Don’t be so happy with the rhetorical device I used - like I said, I don’t pray.
But anyway, I think you make a mistake in thinking Society is a monolithic entity. Society, to me, is an emergent structure composed of all our social interactions, each of which are ultimately one-to-one. So no, I don’t agree that implementing selfless values in my life makes no difference. How we act to others influences how they act too, for good or ill. Plus I believe in social tipping points - not everyone has to do the right thing, but when enough do there’s a social phase transition.
Yet curiously, in this society, already run along the lines you propose, that isn’t always the case.
Yet, as I’ve already said, I wouldn’t - and here I refer specifically to murdering yours to save mine. So already you are wrong in your assumptions.
Like I said, actions speak louder - murdering my kid sure as hell counts as animosity in my book.
Actions speak louder than words. Again, how is murdering my kid not an act of hostility - please note, I’m not asking what your intentions are, I’m asking how the sweet Og you can say murdering someone isn’t a hostile act?

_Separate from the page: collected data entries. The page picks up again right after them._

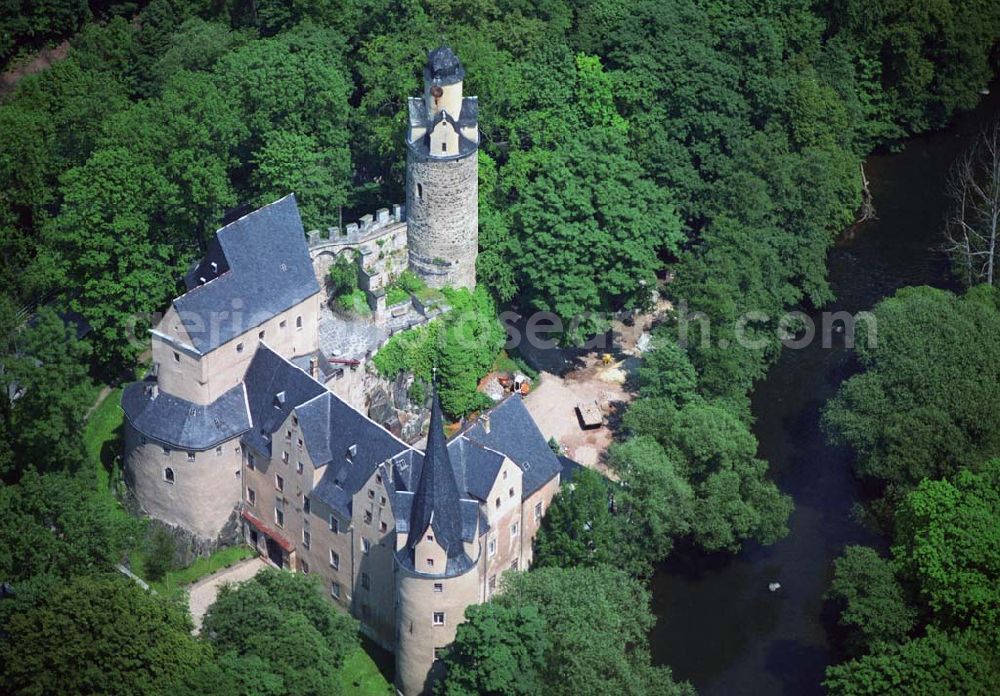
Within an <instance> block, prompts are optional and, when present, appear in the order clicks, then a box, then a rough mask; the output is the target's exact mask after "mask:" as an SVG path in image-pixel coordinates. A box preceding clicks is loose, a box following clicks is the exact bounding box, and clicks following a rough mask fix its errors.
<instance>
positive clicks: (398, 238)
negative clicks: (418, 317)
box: [122, 48, 560, 696]
mask: <svg viewBox="0 0 1000 696" xmlns="http://www.w3.org/2000/svg"><path fill="white" fill-rule="evenodd" d="M463 75H464V71H463V69H462V66H461V64H460V63H459V62H458V60H457V58H455V56H454V54H453V53H452V52H451V51H450V49H448V48H440V49H437V50H436V51H433V52H432V53H431V54H430V56H429V59H428V63H427V67H426V69H425V72H424V78H425V90H424V95H423V96H422V97H415V98H413V99H411V100H410V105H409V113H410V123H409V131H408V136H407V152H408V155H407V176H406V181H407V204H406V215H405V218H404V215H403V213H402V210H401V209H400V208H398V207H397V209H396V210H395V211H394V213H393V216H392V219H391V220H390V219H389V217H388V211H386V213H385V215H383V214H381V213H380V216H379V217H380V218H381V219H380V220H379V221H378V223H379V224H376V221H369V227H370V229H369V230H368V232H367V233H365V232H364V231H363V230H359V228H357V227H356V228H355V229H354V230H352V231H351V234H353V236H351V234H348V235H347V236H348V238H349V239H350V240H353V241H354V242H357V244H358V245H360V246H359V248H360V247H363V246H364V243H365V241H366V240H370V239H371V237H372V235H377V234H384V233H388V234H390V235H392V238H393V239H395V240H397V242H398V243H397V245H396V247H395V248H396V250H397V252H401V251H402V250H404V249H405V250H406V252H407V255H408V266H409V268H411V269H412V270H413V271H414V272H415V273H417V274H418V275H420V276H421V277H422V278H424V279H425V281H426V282H427V284H428V285H430V286H432V287H442V286H445V285H451V286H464V287H471V286H472V285H473V284H474V283H475V260H476V251H477V217H476V206H477V195H478V193H477V183H476V176H477V173H476V153H477V146H478V129H477V126H476V118H477V105H476V100H475V98H474V97H463V96H462V78H463ZM365 234H368V236H367V237H365ZM335 241H339V242H343V243H342V244H341V246H343V247H344V248H345V249H346V248H352V242H351V241H347V240H344V239H339V240H335ZM318 245H319V242H318V241H317V240H316V239H315V235H310V238H309V240H308V241H307V236H306V233H305V230H304V229H303V227H302V222H301V219H300V217H299V213H298V208H297V206H296V202H295V198H294V196H291V195H290V196H287V197H285V198H282V199H281V200H279V201H277V202H275V203H272V204H270V205H267V206H265V207H263V208H260V209H259V210H256V211H254V212H251V213H249V214H247V215H244V216H243V217H240V218H239V219H237V220H235V221H233V222H231V223H230V224H227V225H225V226H224V227H222V228H221V229H220V230H219V231H218V232H217V234H216V237H215V238H214V239H213V241H212V243H211V245H210V246H209V248H208V250H207V253H206V255H205V258H204V259H203V260H202V261H201V262H200V263H199V264H198V265H197V266H196V267H195V268H193V269H192V271H191V272H190V273H189V274H188V276H187V278H186V283H187V286H188V290H187V292H186V293H185V294H183V295H181V296H180V297H178V298H176V299H175V300H174V301H173V303H172V304H171V307H170V308H169V310H168V311H167V312H166V313H165V315H164V317H163V319H162V320H161V321H160V322H159V323H158V324H157V325H156V327H155V328H153V329H152V330H151V343H152V355H153V369H152V370H151V372H150V374H149V375H148V376H147V377H146V379H145V380H143V381H142V382H136V383H133V384H130V385H128V386H127V387H126V389H125V391H124V394H123V396H122V408H123V410H124V411H125V415H126V420H125V428H124V441H125V476H126V482H127V484H128V486H129V489H130V491H131V493H132V495H133V496H134V497H135V499H136V500H137V501H138V503H139V505H140V506H141V507H142V509H143V510H144V511H145V512H146V513H147V514H149V515H150V516H151V517H154V518H156V519H159V520H161V521H163V522H165V523H167V524H169V525H172V526H175V527H179V528H181V529H183V530H186V531H187V532H188V533H189V534H190V535H192V536H193V537H194V538H196V539H199V540H202V541H203V542H205V544H206V545H211V544H212V543H214V542H215V541H216V540H218V539H219V538H220V535H223V534H224V533H225V530H227V529H228V530H230V531H233V530H235V531H236V533H237V534H238V535H239V536H240V537H242V538H243V539H244V540H245V541H246V542H247V543H249V544H251V545H252V546H253V547H254V548H256V549H257V550H258V551H259V552H260V553H261V554H262V555H263V556H265V557H266V558H268V559H269V560H270V561H271V562H273V563H274V564H275V565H277V566H279V567H282V568H286V569H289V570H293V571H298V572H302V573H309V574H313V575H316V576H319V577H320V578H321V579H322V582H323V584H324V586H325V587H326V589H327V593H328V595H329V597H330V599H331V601H333V602H335V603H336V604H337V605H338V606H339V607H342V608H343V609H344V610H346V611H348V612H350V613H351V614H352V615H353V616H355V617H356V618H357V619H358V620H359V622H360V625H361V629H362V631H363V632H364V633H365V634H366V635H368V636H369V637H371V638H372V639H373V640H374V641H375V642H377V643H378V644H380V645H382V646H383V647H385V648H387V649H389V650H391V651H393V652H394V653H395V659H396V685H397V688H398V690H399V691H400V692H401V693H402V694H405V695H407V696H410V695H411V694H421V693H426V692H427V691H428V690H429V688H430V684H431V682H432V681H433V679H434V678H435V677H436V676H437V669H438V665H439V664H440V663H439V662H438V659H439V657H440V655H441V651H442V650H443V649H445V647H446V646H447V645H449V644H450V643H451V642H452V641H453V640H454V637H455V631H456V627H457V625H458V624H459V623H461V622H462V620H463V617H464V611H465V608H466V607H468V606H469V605H471V604H475V603H478V602H483V601H486V600H487V599H488V598H489V597H490V596H491V594H492V593H493V592H495V591H496V590H497V587H498V579H499V577H500V576H501V575H502V574H503V573H504V572H507V571H511V570H513V571H516V570H518V569H524V568H527V567H528V566H529V565H530V563H531V560H532V540H533V538H534V536H535V534H536V532H537V530H538V528H539V525H540V523H541V520H542V517H543V515H544V513H545V511H546V510H547V508H548V505H549V503H550V501H551V500H552V497H553V496H554V495H555V493H556V492H557V490H558V488H559V482H560V471H559V468H560V467H559V461H558V459H557V457H556V456H555V455H554V454H553V453H552V451H551V450H550V448H549V447H548V444H547V443H546V441H545V438H544V437H543V436H542V434H541V433H540V432H539V430H538V428H537V427H536V425H535V423H534V422H533V420H532V419H531V416H530V415H529V413H528V411H527V409H526V408H525V406H524V404H523V403H522V401H521V397H520V396H519V395H512V396H510V397H508V398H507V399H506V400H504V401H502V402H501V403H500V404H499V405H497V406H496V407H495V408H493V409H492V410H491V411H489V412H487V413H485V414H483V415H482V416H481V417H480V418H479V419H478V420H476V421H474V422H473V423H471V424H466V425H465V426H464V427H463V428H461V429H460V430H459V431H458V432H457V433H456V434H455V435H454V436H452V438H451V439H446V437H445V433H444V424H443V419H442V416H441V411H440V406H439V404H438V402H437V398H436V396H435V397H434V398H433V400H432V408H431V419H430V429H429V433H428V437H427V445H426V448H425V449H424V451H423V452H421V451H419V450H418V449H415V448H414V447H412V446H410V445H409V444H407V443H406V442H404V441H403V440H401V439H399V438H398V437H396V436H395V435H393V434H392V433H390V432H389V431H387V430H386V429H384V428H383V427H381V426H379V425H378V424H377V423H375V422H374V421H372V420H370V419H369V418H368V417H367V416H366V415H364V414H363V413H362V412H361V411H359V410H357V409H356V408H354V406H352V405H351V404H350V403H348V402H347V401H346V400H345V399H344V398H342V397H341V396H338V394H337V393H335V392H336V386H337V384H338V380H340V379H342V378H343V374H344V371H343V369H338V368H335V367H332V366H331V361H330V360H329V359H328V358H327V357H326V354H325V353H324V351H323V350H322V347H321V345H320V344H321V341H320V323H321V315H322V310H323V303H324V299H325V298H324V297H323V292H322V288H321V285H320V282H319V281H318V279H317V276H319V277H320V278H322V276H323V275H324V273H323V269H322V268H319V266H321V263H320V258H319V255H317V254H316V253H315V248H316V247H317V246H318ZM327 248H328V247H327ZM359 256H360V257H361V258H362V260H361V261H360V265H359V274H361V273H363V272H364V271H365V269H366V268H368V269H372V266H371V265H368V266H366V265H365V262H364V260H363V258H364V256H365V254H364V253H363V250H362V253H361V254H360V255H359ZM375 270H376V271H377V270H378V269H375ZM379 272H388V271H387V270H385V269H383V270H382V271H379ZM376 275H377V274H374V273H373V274H372V276H371V277H375V276H376ZM378 290H379V288H378V287H375V288H374V290H372V289H370V288H369V291H370V292H371V293H372V295H373V296H374V297H376V298H378V297H379V295H378V292H377V291H378Z"/></svg>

I’d say the Golden Rule and my rule represent two completely different notions of reciprocity, the Golden one being self-interest writ large, while mine (not that I’m the first formulator of it) encapsulates empathy above all. Not the same thing.

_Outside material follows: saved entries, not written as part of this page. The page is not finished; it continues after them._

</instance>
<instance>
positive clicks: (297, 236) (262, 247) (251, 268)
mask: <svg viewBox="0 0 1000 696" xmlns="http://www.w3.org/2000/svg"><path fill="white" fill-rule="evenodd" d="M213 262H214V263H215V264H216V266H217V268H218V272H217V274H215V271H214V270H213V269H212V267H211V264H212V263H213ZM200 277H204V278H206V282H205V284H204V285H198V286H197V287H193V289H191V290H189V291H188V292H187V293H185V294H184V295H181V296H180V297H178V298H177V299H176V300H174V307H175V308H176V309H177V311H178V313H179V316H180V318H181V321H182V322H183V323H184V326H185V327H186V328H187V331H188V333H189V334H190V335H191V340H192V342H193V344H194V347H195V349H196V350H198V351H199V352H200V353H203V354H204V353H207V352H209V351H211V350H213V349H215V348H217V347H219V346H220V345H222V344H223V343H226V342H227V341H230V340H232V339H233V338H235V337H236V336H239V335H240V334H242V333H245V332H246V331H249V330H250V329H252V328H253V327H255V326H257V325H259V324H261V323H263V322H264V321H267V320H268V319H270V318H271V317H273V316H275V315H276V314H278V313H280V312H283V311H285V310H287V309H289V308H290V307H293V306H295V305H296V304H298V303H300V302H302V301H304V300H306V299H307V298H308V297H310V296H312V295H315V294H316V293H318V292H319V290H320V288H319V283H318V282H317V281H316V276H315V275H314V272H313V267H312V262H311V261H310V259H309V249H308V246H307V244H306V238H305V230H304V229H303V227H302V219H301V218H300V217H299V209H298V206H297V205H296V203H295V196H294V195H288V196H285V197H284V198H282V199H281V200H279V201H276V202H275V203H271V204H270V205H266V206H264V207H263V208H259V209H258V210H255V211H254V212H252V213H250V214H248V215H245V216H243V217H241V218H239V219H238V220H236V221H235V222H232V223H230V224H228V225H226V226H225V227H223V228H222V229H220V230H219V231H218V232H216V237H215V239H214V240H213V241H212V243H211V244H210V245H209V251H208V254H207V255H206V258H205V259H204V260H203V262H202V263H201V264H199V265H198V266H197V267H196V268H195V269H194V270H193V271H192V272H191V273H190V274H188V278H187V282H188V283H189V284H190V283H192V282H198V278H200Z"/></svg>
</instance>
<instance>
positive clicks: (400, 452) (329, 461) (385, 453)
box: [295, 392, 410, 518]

first protect your offspring
second protect yourself
third protect your family
fourth protect your tribe
It’s not too hard to see where people get the idea that they don’t owe it to strangers to let them live in a hypothetical situation where their death saves someone they love.
I remember reading a study about morality, where people were put into a hypothetical situation where they controlled the track where a speeding train was going to crash into a group of 30 people. The person could divert the train to hit another group of only 5 people.
Without too much stretching, you can make the same hypothetical apply to this situation. A speeding train is heading toward your child, but you can pull a lever to divert the train into a stranger’s child instead. I’d pull the lever if I were convinced there were no other way to stop the train, but I’d be sorry for that kid’s parents.
Not sorry enough to stop me from doing it, though.
Right, and in the same study as I recall, they had another hypothetical where you could push a man in front of the train and his weight would be enough to stop it (for whatever reason, you can’t stop the train with your own bodyweight).
Most people saw this as immoral. Actively killing someone; involving someone who was not involved.
Apparently though, you and others on this thread still can’t see the distinction.
So your morality doesn’t work in the same way as most people’s, at least as found in studies like this one anyway. What I’m trying to figure out is why.